Say we have an angle $2 \pi \alpha$ for some real $\alpha$. Let $k$ be the integer part of $\alpha$ and $\beta$ its decimal. Then our angle is $2 \pi k + 2 \pi \beta$. The first term represents full revolutions, so we can throw away the integer part of $\alpha$ when computing $\cos 2 \pi \alpha$ and $\sin 2 \pi \alpha$, and thus $e^{i 2 \pi \alpha}$. For example, $e^{6.7 * 2 \pi i} = e^{0.7 * 2 \pi i}$.

End of detour but we’ll need this fact next.

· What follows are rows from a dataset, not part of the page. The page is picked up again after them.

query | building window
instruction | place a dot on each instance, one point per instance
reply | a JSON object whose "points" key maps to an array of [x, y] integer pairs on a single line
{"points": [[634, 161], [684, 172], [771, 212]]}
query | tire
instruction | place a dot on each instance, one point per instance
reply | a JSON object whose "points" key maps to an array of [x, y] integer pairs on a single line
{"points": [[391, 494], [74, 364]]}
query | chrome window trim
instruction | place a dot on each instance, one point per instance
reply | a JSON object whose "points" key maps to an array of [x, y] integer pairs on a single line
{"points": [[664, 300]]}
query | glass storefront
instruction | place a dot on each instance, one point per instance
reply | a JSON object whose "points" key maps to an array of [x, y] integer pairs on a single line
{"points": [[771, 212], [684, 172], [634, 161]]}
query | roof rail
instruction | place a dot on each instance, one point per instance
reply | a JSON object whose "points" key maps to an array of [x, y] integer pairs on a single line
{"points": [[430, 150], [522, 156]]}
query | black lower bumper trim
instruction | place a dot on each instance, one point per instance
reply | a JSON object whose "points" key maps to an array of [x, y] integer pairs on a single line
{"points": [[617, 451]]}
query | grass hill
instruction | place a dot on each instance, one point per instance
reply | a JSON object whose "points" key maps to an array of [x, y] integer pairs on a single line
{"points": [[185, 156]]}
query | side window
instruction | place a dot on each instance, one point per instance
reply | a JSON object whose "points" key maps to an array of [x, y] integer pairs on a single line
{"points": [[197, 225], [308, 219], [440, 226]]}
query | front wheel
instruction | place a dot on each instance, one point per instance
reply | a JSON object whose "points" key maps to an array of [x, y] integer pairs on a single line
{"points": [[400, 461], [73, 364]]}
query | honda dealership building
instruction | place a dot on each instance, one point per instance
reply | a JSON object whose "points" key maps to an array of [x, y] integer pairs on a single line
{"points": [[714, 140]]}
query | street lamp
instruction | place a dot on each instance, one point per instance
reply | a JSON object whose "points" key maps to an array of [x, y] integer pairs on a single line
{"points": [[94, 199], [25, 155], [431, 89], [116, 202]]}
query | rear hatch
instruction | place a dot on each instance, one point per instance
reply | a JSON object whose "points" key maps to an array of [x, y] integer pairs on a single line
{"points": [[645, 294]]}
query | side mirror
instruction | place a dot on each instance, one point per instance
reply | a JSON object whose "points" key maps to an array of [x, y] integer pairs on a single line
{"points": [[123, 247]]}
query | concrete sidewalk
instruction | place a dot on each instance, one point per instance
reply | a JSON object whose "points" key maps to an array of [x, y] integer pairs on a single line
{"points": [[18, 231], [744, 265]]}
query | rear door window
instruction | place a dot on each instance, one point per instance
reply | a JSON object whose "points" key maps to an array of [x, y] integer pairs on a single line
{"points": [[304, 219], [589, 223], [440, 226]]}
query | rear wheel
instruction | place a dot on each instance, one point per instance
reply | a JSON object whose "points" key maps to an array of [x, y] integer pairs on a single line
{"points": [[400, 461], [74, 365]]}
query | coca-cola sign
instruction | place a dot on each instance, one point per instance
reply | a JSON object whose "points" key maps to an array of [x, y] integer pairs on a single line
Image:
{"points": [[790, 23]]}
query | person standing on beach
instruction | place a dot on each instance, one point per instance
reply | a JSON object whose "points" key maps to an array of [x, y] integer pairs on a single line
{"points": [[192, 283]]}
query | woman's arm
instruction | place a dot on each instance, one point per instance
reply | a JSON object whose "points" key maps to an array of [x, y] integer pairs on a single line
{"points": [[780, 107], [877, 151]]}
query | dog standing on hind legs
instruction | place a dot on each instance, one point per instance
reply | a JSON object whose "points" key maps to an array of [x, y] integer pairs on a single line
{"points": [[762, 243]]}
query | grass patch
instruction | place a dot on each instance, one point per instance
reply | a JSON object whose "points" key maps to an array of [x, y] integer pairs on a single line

We can factorize our input $j$ into bits too:

\[j = j_n 2^0 + j_{n-1} 2^1 + ... j_1 2^{n - 1}\]In the equation $e^{2 \pi i j 2^{-l}}$, we can say $\alpha = j 2^{-l}$. As we saw above, we can discard the integer portion of $j 2^{-l}$. Let’s see some examples. For $l = 1$ we have:

\[j / 2 = j_n 2^{-1} + j_{n-1} + ... j_1 2^{n - 2}\]Only $j_n 2^{-1}$ is less than 1, so it’s the only term we need to include. Thus:

\[e^{2 \pi i j 2^{-1}} = e^{2 \pi i j_n 2^{-1}}\]For $l = 2$,

\[j / 2^2 = j_n 2^{-2} + j_{n-1} /2 + ... j_1 2^{n - 3}\]The first two terms contribute to the fraction, so

\[e^{2 \pi i j 2^{-2}} = e^{2 \pi i (j_n 2^{-2} + j_{n-1} 2^{-1})}\]We can use the binary fraction notation,

\[0.b_1,b_2,\cdots,b_m = \sum_{i=1}^{m} b_i 2^{-i}\]So for $l = 1$, we want $j_n 2^{-1} = 0.j_n$. For $l = 2$, we want $j_n 2^{-2} + j_{n-1} 2^{-1} = 0.j_{n-1}j_n$. For a general $l$,

\[j_n 2^{-l} + j_{n-1} 2^{-(l - 1)} \cdots + j_{n-(l-1)} 2^{-1} = 0.j_{n-(l-1)} \cdots j_n\]This is the last piece we need to rewrite (7) as

\[(8) \quad \frac{ (\ket{0} + e^{2 \pi i (0.j_n)} \ket{1}) (\ket{0} + e^{2 \pi i (0.j_{n-1}j_n)} \ket{1}) \cdots (\ket{0} + e^{2 \pi i (0.j_1j_2 \cdots j_n)} \ket{1}) }{2^{n/2}}\]It’s worth noting that the implicit operator between factors is $\otimes$, which is not commutative. That means order matters above, which we’ll have to take into account when building the circuit.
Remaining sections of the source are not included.